ギタリストとして参加していた UKZ でのツアーを終えて、今日から自身のトリオでのツアー(東京、郡山、仙台、名古屋)をスタートさせる Alex さんですが、初日となる STB139 公演を観に六本木までお出かけでございます。 セットリストが気になるけど、最新アルバムからのナンバーが多いのかな? Terry Bozzio とのトリオの時よりは取っつきやすい感じでお願いしたいものですw
STB139


□開演前
先々週の保田矢口@STB139の時に聞いたらチケットが売れてないという話だったので、ドアオープン 20 分後にちんたら行ってみるとフロアの 1/4 も埋まってないとか。 おかげで、好みの席が確保できたのはいいんだけど、ちと寂しすぎだろ〜とか思いつつギネスを飲んでいるうちにそこそこ埋まってきて一安心です。 小さい箱で空席が多いとミュージシャンのモチベーションに影響しそうだし、音響も変わってくるし、なにかと不都合がありますからね。

本編

ほぼ定刻にフロアのライトが落ちてライブスタートです。 今回のトリオは、Alex Machacek(g)Kai Eckhardt(b)Marco Minnemann(ds)というメンツ。 使用機材は Alex がトランスルーセントグリーンの Steinberger GMFender Twin Reverb で、ラックには FRACTAL AUDIO SYSTEMS Axe-Fx ULTRA、Roland GI-20+XV-2020 と MTR のようなサンプラーのような詳細不明の機材も。 足元は見てくるのを忘れましたw Steinberger については、韓国製の安価なモデルのピックアップを交換して〜云々と語っていたインタビュー記事があったような気がするけど、このモデルかどうかは不明です。 Kai は Fender Precision Bass に GALLIEN-KRUEGER のヘッド+ SWR のキャビネットMarco はちょっと変わったセッティングの DW のセットでした。


□雑感
途中15分ほどの休憩を挟んで、前半55分、後半50分の公演時間でしたが、セットリストは最新アルバム中心!…ではなかったですね。 高速パッセージをみんなでキメキメのいかにもなナンバーと、ちょっと無機質な感じの浮遊感漂うナンバーが混在していて、全体的にはメンバーのファンもしくはこの手の音楽が好きな人じゃないと少々キツイかなーという印象でした。 なんだけど、やたらリラックスして演奏しているので、過剰に緊張感が漂うというわけでもなかったです。 曲によっては、小ネタを仕込んであからさまに笑いを取りにきたりとか。
Kai は寡黙なタイプなのか割と淡々と演奏していましたが、Alex と Marco はけっこう陽気で、笑顔を見せるシーンも多かったです。 しかし、Alex ってルックスは学者風だし、ちょっと気むずかしそうな雰囲気を漂わせていますが、意外とお茶目なんですね。 超ハイレベルな演奏を繰り広げつつも余裕の笑顔というのは、逆に言えば実力があるからこそですか。
そいや、Kai が最後にコンデジで客席の写真を撮ってました。 あと、Alex と Marco を並ばせて記念撮影したり。 さらに、はけるときに最前列のお客さんがカメラを向けると、三人寄り添って笑顔とかw 気難しそうな音楽をやってるのに、素はそこらへんの観光客と変わらないのが妙に可笑しかったです。

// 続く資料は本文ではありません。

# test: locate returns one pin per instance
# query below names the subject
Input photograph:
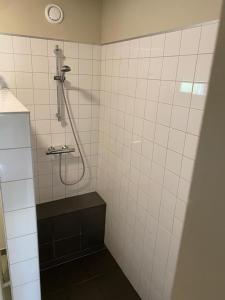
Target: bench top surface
(68, 205)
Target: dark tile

Alex のプレイは、大雑把に言えば Allan Holdsworth 風ですが、オルタネイトでのフルピッキングが基本スタイルなので、ニュアンスはだいぶ異なりますね。 ストレッチフォームの変わったヴォイシングでのコードプレイとか、スイープでアルペジオとか、たまにライトハンドとか、コンテンポラリーで多彩なスタイルのギタリストだと思います。 派手めの速弾きやトリッキーなプレイをやらないのでパッと聴いた感じは地味なんだけど、フレージングに個性があるところがポイント高いです。 そこはかとなく Allan っぽいのも確かなので、乱暴に言えばアグレッシヴな Allan って感じかな? ディストーションサウンドでのプレイはロックなかほりがするし。 

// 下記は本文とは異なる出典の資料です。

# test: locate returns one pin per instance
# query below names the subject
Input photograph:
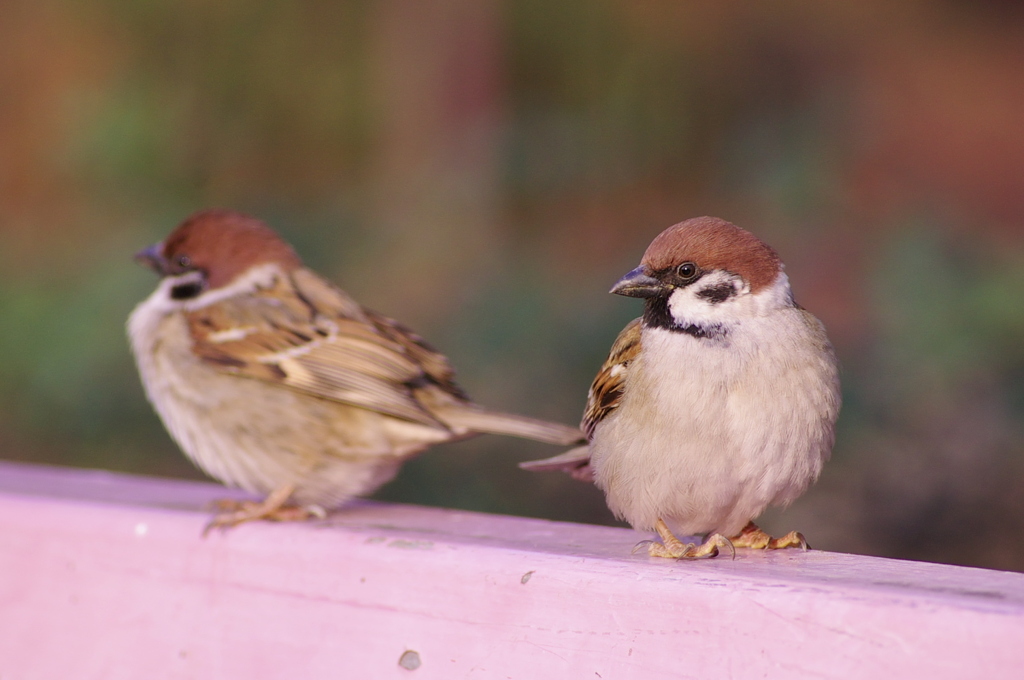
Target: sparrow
(717, 402)
(272, 380)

名義は Alex のトリオながら、ライブの核は Marco かな。 かなりの技巧派な上にパワフルで音もデカイので、否が応でも目立ちます。 オマケにリズムがキーになっている楽曲が多めなこともあってか、大活躍でしたね。 ノッてくるとツインペダルでドコドコいわせたりとか、スティックさばきとか、見た目も含めたパフォーマンスが派手なのも印象に残りやすいです。 真横に置いたスコアを見ながら叩くシーンも多くて、器用な人だなーと思いました。
ドラムソロでは、ステージ後方のスクリーン(ライブ中は上に巻き上げられている)を降ろして、映画の一シーンを映しながらその台詞に合わせて叩くというパフォーマンスを披露していました。 自身の教則ビデオで似たような事をやっていますが、これがなかなか面白くて客席から笑いも。 あと、他のメンバーと息を合わせてタイミングを計るような曲があったんですが、間のところでおもむろにペットボトルの水を飲んで笑いを誘ったりとか。 緊張感を和らげようとする姿勢は、根がエンターティナーだからなんでしょうね。

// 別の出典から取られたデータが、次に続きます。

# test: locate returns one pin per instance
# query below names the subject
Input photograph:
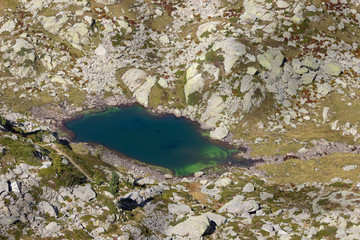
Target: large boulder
(178, 209)
(195, 82)
(143, 92)
(4, 186)
(216, 218)
(238, 206)
(9, 26)
(46, 207)
(193, 227)
(84, 192)
(272, 59)
(332, 69)
(223, 182)
(139, 84)
(254, 9)
(52, 227)
(219, 133)
(108, 2)
(213, 111)
(249, 187)
(206, 27)
(53, 24)
(232, 50)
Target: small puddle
(165, 141)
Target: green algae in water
(165, 141)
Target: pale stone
(311, 63)
(178, 209)
(251, 70)
(349, 167)
(223, 182)
(271, 59)
(282, 4)
(53, 227)
(47, 208)
(253, 11)
(209, 26)
(100, 50)
(9, 26)
(53, 24)
(193, 227)
(134, 78)
(249, 187)
(219, 133)
(308, 78)
(298, 19)
(143, 92)
(213, 111)
(164, 40)
(84, 192)
(163, 83)
(332, 69)
(232, 49)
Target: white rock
(251, 70)
(209, 27)
(249, 187)
(52, 227)
(308, 78)
(143, 92)
(349, 167)
(238, 206)
(271, 59)
(164, 40)
(216, 218)
(134, 78)
(199, 174)
(9, 26)
(193, 227)
(84, 192)
(232, 49)
(332, 69)
(178, 209)
(282, 4)
(325, 114)
(100, 50)
(264, 196)
(53, 24)
(213, 111)
(163, 83)
(219, 133)
(223, 182)
(195, 82)
(46, 207)
(298, 19)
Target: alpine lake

上にも書いたとおり、セットリスト自体は取っつきやすいとはいえない内容でしたが、メンバーの人柄が偲ばれるパフォーマンスで、必要以上にストイックな空気にならなかったのがよかったです。 テクニックオリエンテッドなタイプの楽曲は聴く方も力が入ってしまいがちですが、メンバーの、小難しいこと抜きに楽しもうぜーとでも言いたげな振る舞いで、リラックスできましたね。 プレイ&サウンドは想像していたものに近かったけれど、この空気感は意外でした。 さすがと言うしかないです。